I've been doing all the exercises and stretches that the doctor ordered. I have 6 different exercises that I have to be able to do 10 reps each of by this coming friday. I'm there! I can do 10 reps of each....just barely without completely wearing myself out! But by the time I see my doctor again it will be much easier.

So...how do I feel about having only one breast? I'm actually okay with it. I honestly didn't think that I would but I really am. The bandages on the incision are only covering the incision so I can see that there is nothing there.....not like in the movies where there are loads of bandages covering the affected area and there is a big reveal. I first saw myself just minutes after I woke up from surgery alone in the recovery room. I was still a little woozy but I do remember thinking "that's it?!?" I kept looking at it the rest of the day just to make sure I was still okay with it....I think I was trying to make myself be upset by it but found that I really couldn't! I'm really okay with it. When I don't think about the fact that I only have one I forget that I only have one....kind of like when I put on a sweater and then attempt to pull my long hair out of the collar! Yeah, it's been months and I still do that!

Before surgery I prayed...all the way through I prayed....but just before surgery I prayed that He would give me the strength to accept what I will look like when I came out. He answered my prayer, I've accepted it. Now I just need to heal and get back to my normal life!

Now, I'm at home resting, recovering, exercising.....and when I'm not doing those things I'm totally, completely and utterly BORED!! I have books to read and shows to watch, which I've been doing, but you can only read so many books and watch so much TV before you're tired of it. As soon as this tube is out I will be more mobile and be able to do more. But for now I stay in the house in my pj's and when I catch my reflection in the mirror I think..."if I didn't know me, I wouldn't recognize me!" My hair is growing back more and more each day but since I am not leaving the house I haven't bothered to put any make up on! Haha, it's kind of funny....I'll have to do a before and after picture!

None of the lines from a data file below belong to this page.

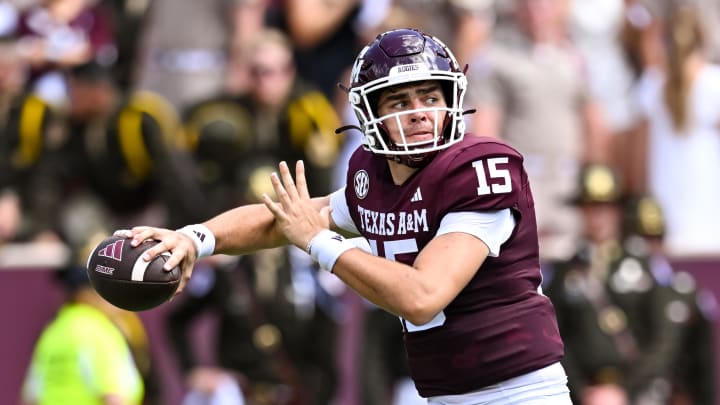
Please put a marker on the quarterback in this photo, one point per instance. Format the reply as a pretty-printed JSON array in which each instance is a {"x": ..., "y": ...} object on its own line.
[{"x": 450, "y": 222}]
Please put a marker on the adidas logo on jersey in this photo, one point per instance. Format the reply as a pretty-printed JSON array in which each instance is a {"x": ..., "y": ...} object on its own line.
[
  {"x": 417, "y": 196},
  {"x": 112, "y": 251}
]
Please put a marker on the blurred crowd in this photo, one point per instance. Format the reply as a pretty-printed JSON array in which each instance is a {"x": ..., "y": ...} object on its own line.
[{"x": 115, "y": 113}]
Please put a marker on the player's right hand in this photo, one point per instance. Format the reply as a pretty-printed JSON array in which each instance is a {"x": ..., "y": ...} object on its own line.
[{"x": 182, "y": 250}]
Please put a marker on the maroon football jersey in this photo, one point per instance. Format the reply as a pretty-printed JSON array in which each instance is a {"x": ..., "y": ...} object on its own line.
[{"x": 499, "y": 326}]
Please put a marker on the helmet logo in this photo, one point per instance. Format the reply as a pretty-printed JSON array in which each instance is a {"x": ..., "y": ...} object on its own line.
[
  {"x": 362, "y": 184},
  {"x": 413, "y": 67}
]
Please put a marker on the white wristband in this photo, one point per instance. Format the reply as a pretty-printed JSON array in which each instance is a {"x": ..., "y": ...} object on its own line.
[
  {"x": 202, "y": 237},
  {"x": 327, "y": 246}
]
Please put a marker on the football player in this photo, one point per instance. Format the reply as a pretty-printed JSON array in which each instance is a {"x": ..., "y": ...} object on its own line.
[{"x": 450, "y": 223}]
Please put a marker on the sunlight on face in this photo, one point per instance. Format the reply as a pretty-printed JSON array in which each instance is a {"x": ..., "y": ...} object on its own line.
[{"x": 416, "y": 126}]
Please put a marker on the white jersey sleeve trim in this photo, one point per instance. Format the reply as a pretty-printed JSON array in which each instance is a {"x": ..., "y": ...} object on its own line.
[
  {"x": 492, "y": 227},
  {"x": 341, "y": 212}
]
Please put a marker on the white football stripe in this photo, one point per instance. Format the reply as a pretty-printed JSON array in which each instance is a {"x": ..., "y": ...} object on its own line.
[{"x": 139, "y": 268}]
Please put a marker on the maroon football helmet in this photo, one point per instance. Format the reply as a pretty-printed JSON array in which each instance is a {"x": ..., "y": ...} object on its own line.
[{"x": 398, "y": 57}]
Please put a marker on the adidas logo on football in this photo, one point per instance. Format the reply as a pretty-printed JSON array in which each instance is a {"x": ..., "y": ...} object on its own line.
[
  {"x": 417, "y": 196},
  {"x": 113, "y": 251}
]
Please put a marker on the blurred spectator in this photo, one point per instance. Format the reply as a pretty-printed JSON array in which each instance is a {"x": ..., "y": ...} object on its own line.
[
  {"x": 81, "y": 357},
  {"x": 282, "y": 117},
  {"x": 277, "y": 317},
  {"x": 620, "y": 343},
  {"x": 184, "y": 48},
  {"x": 530, "y": 88},
  {"x": 105, "y": 162},
  {"x": 595, "y": 27},
  {"x": 680, "y": 102},
  {"x": 693, "y": 309},
  {"x": 324, "y": 36},
  {"x": 58, "y": 34},
  {"x": 128, "y": 17}
]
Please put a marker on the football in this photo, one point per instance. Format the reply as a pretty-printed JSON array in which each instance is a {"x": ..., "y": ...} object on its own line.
[{"x": 120, "y": 275}]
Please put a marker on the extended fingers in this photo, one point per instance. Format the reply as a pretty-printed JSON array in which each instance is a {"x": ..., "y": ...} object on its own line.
[
  {"x": 287, "y": 180},
  {"x": 300, "y": 180}
]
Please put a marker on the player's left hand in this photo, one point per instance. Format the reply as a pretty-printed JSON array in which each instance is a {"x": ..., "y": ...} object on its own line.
[
  {"x": 182, "y": 249},
  {"x": 296, "y": 216}
]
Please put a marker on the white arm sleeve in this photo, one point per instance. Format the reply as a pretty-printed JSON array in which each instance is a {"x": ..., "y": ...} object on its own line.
[
  {"x": 341, "y": 213},
  {"x": 491, "y": 227}
]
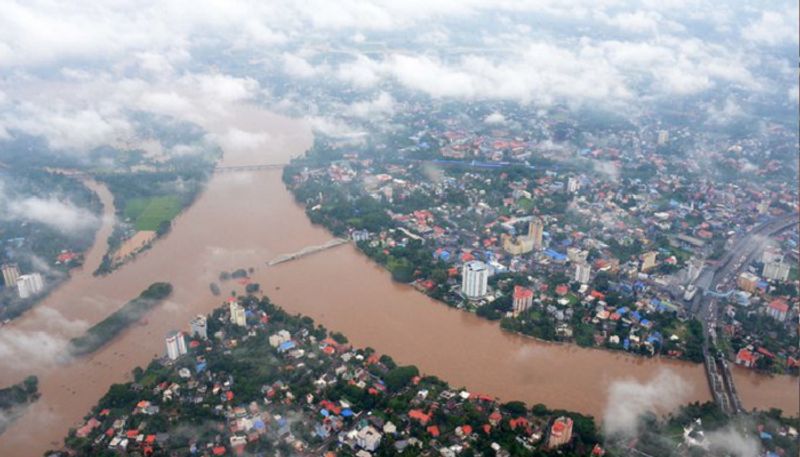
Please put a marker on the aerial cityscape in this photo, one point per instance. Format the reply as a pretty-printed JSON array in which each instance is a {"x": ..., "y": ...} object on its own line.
[{"x": 374, "y": 228}]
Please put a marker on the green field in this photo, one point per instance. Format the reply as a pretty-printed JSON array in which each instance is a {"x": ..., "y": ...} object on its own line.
[{"x": 149, "y": 213}]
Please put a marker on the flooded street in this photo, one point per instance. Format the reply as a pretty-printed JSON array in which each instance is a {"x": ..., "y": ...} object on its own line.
[{"x": 243, "y": 220}]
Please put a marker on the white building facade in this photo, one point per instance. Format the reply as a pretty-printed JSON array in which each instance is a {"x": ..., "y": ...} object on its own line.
[
  {"x": 30, "y": 284},
  {"x": 475, "y": 279}
]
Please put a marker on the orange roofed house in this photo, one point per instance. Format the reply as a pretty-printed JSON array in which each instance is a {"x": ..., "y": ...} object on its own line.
[{"x": 560, "y": 432}]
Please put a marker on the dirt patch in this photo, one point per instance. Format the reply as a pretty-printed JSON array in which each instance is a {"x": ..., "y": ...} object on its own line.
[{"x": 134, "y": 244}]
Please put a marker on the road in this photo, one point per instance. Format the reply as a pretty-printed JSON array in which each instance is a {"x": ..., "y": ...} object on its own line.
[{"x": 704, "y": 307}]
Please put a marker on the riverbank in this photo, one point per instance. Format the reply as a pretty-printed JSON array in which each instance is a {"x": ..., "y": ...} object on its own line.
[
  {"x": 240, "y": 220},
  {"x": 104, "y": 331}
]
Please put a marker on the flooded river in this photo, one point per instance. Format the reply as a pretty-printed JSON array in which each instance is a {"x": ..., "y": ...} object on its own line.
[{"x": 245, "y": 219}]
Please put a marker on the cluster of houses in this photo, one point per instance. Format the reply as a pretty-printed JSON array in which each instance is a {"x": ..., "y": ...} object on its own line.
[{"x": 309, "y": 417}]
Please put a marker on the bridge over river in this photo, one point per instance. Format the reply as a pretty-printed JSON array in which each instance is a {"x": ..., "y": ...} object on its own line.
[{"x": 308, "y": 250}]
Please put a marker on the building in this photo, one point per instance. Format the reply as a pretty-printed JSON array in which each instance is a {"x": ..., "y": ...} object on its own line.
[
  {"x": 535, "y": 232},
  {"x": 199, "y": 327},
  {"x": 30, "y": 284},
  {"x": 474, "y": 279},
  {"x": 176, "y": 345},
  {"x": 359, "y": 235},
  {"x": 10, "y": 274},
  {"x": 573, "y": 184},
  {"x": 776, "y": 271},
  {"x": 649, "y": 260},
  {"x": 523, "y": 299},
  {"x": 747, "y": 281},
  {"x": 778, "y": 309},
  {"x": 368, "y": 438},
  {"x": 583, "y": 272},
  {"x": 663, "y": 137},
  {"x": 693, "y": 268},
  {"x": 745, "y": 358},
  {"x": 516, "y": 245},
  {"x": 576, "y": 255},
  {"x": 560, "y": 432},
  {"x": 237, "y": 314}
]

It will be nice when the tube is out and the bandages are off and I can throw on a hoodie and go out somewhere! What will be even better is getting a prosthetic to wear and getting back to work! Because I'm really okay with myself Paul has been able to keep working this week and doesn't have to worry about "babysitting" me but when he comes home he gets to hear all about what I didn't do during the day....he's ready for me to go back too and he only sees me in the evening!

I'll blog again when the tube is out...between now and then I don't see anything exciting enough to blog about happening!